Bachman Measurement Qualities of A good Test
A test's usefulness, according to Bachman and Palmer (1996), can be determined by considering the following measurements qualities of the test: reliability, construct validity, authenticity, interactivity, impact, and practicality. These qualities can easily describe a good language test's usefulness.
Test Reliability:
The term reliability, according to Bachman and Palmer (1996), refers to consistency of measurement. Elaborately, they go on to say that a reliable test score is consistent across different characteristics of the testing situation. Moreover, if test scores are inconsistent, they provide no information about the ability being measured. Because it is impossible to eliminate inconsistencies on the whole, we try to reduce variations in the test's task features that do not correspond to variations in Target Language Use (TLU) tasks.
Construct Validity:
The test's reliability and validity are strongly correlated. Any valid test is considered a reliable test; however, not all reliable tests can be can be considered valid (Alderson, 2000). Recently, according to Alderson (2000), “the term construct validity is used to refer to the general, overarching notion of validity”. Therefore, the main focus of discussing the test's validity is construct validity, in addition to some issues regarding this test's content validity.

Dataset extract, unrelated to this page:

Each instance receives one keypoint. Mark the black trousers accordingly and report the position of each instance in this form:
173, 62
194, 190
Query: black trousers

According to Bachman and Palmer (1996), the term construct validity refers to the extent to which people can interpret a given test score as an indicator of the abilities or constructs that people want to measure. However, no test is entirely valid because validation is an ongoing process (Weir, 2005).
Authenticity:
Bachman (1991) defines authenticity as the appropriateness of a language user’s response to language as communication. However, this definition was too general. Therefore, Bachman and Palmer (1996) divided this idea into two parts. The first relates to the target language's use, which they refer to as authenticity; and they define the second according to its relation to the learners involved in the test. Below is a detailed explanation of authenticity and its implications for the current test.
Bachman and Palmer (1996) defined authenticity as the degree to which a given language test's tasks' characteristics correspond to a TLU task's features. Authenticity relates a test's task to the domain of generalization to which we want our scores' interpretations to be generalized. It potentially affects test takers' perceptions of the test and their performance (Bachman, 2000).
Interactiveness:
Interactiveness, according to Bachman and Palmer (1996), is “the extent and type of involvement of the test taker’s individual characteristics in accomplishing a test task” (p. 25). Does the test motivate students? Is the language used in the test's questions and instructions appropriate for the students' level? Do the test's items represent the language used in the classroom, as well as the target language? All these questions represent the crucial elements that affect a test's interactiveness. Many recent views consider this notion the core of language teaching and learning.
Impact:
According to Bachman and Palmer (1996), impact can be defined broadly in terms of the various ways a test's use affects society, an educational system, and the individuals within them. In general terms, a test operates at the macro level of a societal educational system while corresponding to individuals, i.e., test takers, at the micro level. According to the test's developer (Appendix 1), society, educational systems, and individuals correlate strongly to this test.
Practicality:
“Practicality is the relationship between the resources that will be required in design, development, and use of the test and the resources that will be available for these activities” (Bachman and Palmer, 1996:36). They illustrated that this quality is unlike the others because it focuses on how the test is conducted. Moreover, Backman and Palmer (1996) classified the addressed resources into three types: human resources, material resources, and time.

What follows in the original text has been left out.